There are several environment variables that can be set on the Job Workers pod in your helm deployments values.yaml to modify how it handles job executions.

Example values.yaml with modified settings

Modify the jobsWorker.extraEnvVariables section in your values.yaml with custom environment variables in the following format:

# values.yaml
jobsWorker:
extraEnvVariables:
- name: MAX_JOBS_IN_EXECUTION_PER_JOB_TYPE
value: "10"
- name: MAX_INDEX_JOBS_IN_EXECUTION
value: "0"
- name: MAX_DOCUMENT_INGESTION_JOBS_IN_EXECUTION
value: "1"

Concurrency Settings

These settings modify how concurrent jobs get distributed across the job worker pods. These are mainly used to:

  1. Prevent a noisy neighbor problem whereby a single user can flood the job workers, thereby leading to starvation for other users
  2. Prevent external resources such as Mongo, Embeddings API, Vector DBs etc. from being overloaded with too many requests

MAX_JOBS_IN_EXECUTION_PER_JOB_TYPE

This setting defines the maximum number of concurrent jobs a user can have running per job type. It is used by the job runner to help prevent any one user from overloading the system.

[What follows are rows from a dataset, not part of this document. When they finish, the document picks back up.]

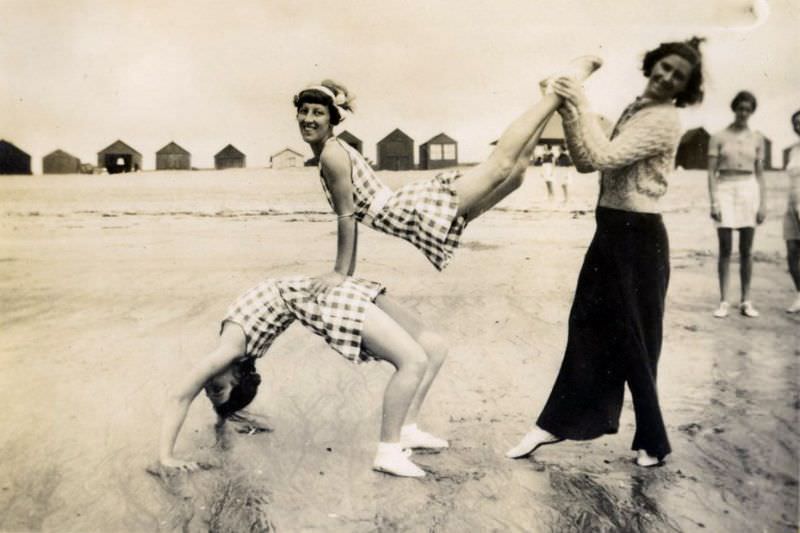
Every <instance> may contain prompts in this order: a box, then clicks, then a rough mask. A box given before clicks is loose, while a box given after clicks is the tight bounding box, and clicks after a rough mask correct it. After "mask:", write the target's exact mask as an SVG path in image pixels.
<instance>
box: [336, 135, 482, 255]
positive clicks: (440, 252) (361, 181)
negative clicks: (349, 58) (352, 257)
mask: <svg viewBox="0 0 800 533" xmlns="http://www.w3.org/2000/svg"><path fill="white" fill-rule="evenodd" d="M333 139H336V138H335V137H333ZM334 142H338V143H339V145H340V146H341V147H342V148H344V150H345V152H346V153H347V155H348V157H349V158H350V167H351V172H350V180H351V181H352V183H353V205H354V209H355V211H354V215H355V217H356V220H358V221H359V222H361V223H362V224H365V225H367V226H370V227H371V228H373V229H376V230H378V231H382V232H384V233H387V234H389V235H394V236H395V237H400V238H401V239H404V240H406V241H408V242H410V243H411V244H413V245H414V246H416V247H417V248H418V249H419V250H420V251H421V252H422V253H423V254H424V255H425V257H427V258H428V260H429V261H430V262H431V263H432V264H433V266H434V267H436V269H437V270H443V269H444V268H445V267H446V266H447V264H448V263H449V262H450V259H451V258H452V256H453V252H454V251H455V249H456V248H458V242H459V239H460V238H461V233H462V232H463V231H464V228H465V227H466V225H467V223H466V219H465V218H464V217H463V216H460V217H457V216H456V214H457V212H458V196H457V195H456V192H455V190H454V189H453V180H455V179H456V178H458V176H459V175H460V174H459V173H458V172H455V171H450V172H445V173H442V174H438V175H436V176H435V177H433V178H431V179H425V180H419V181H416V182H413V183H409V184H408V185H404V186H402V187H400V188H399V189H398V190H396V191H394V192H392V190H391V189H390V188H389V187H387V186H386V185H385V184H383V183H382V182H381V181H380V180H379V179H378V178H377V176H375V173H374V172H373V171H372V169H371V168H370V166H369V165H368V164H367V162H366V161H365V160H364V158H363V157H362V156H361V154H359V153H358V151H356V150H355V149H354V148H353V147H351V146H350V145H348V144H347V143H345V142H342V141H340V140H338V139H336V140H335V141H334ZM320 181H321V182H322V189H323V190H324V191H325V196H326V197H327V199H328V203H329V204H330V206H331V208H333V207H334V206H333V197H332V195H331V192H330V190H329V189H328V185H327V183H326V182H325V177H324V176H323V175H322V168H321V167H320Z"/></svg>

Set this to 0 to disable this concurrency check.

MAX_INDEX_JOBS_IN_EXECUTION

This configuration specifies the maximum number of ingestion (indexing) jobs that a single pipeline is allowed to execute concurrently. It is applied to pipelines handling document ingestion and indexing operations to control resource usage.

Set this to 0 to disable this concurrency check.

MAX_DOCUMENT_INGESTION_JOBS_IN_EXECUTION

This parameter limits the number of concurrent document ingestion jobs a user can have in execution. Document ingestion is typically resource intensive, so this should be kept relatively low to avoid overloading the system.

Set this to 0 to disable this concurrency check.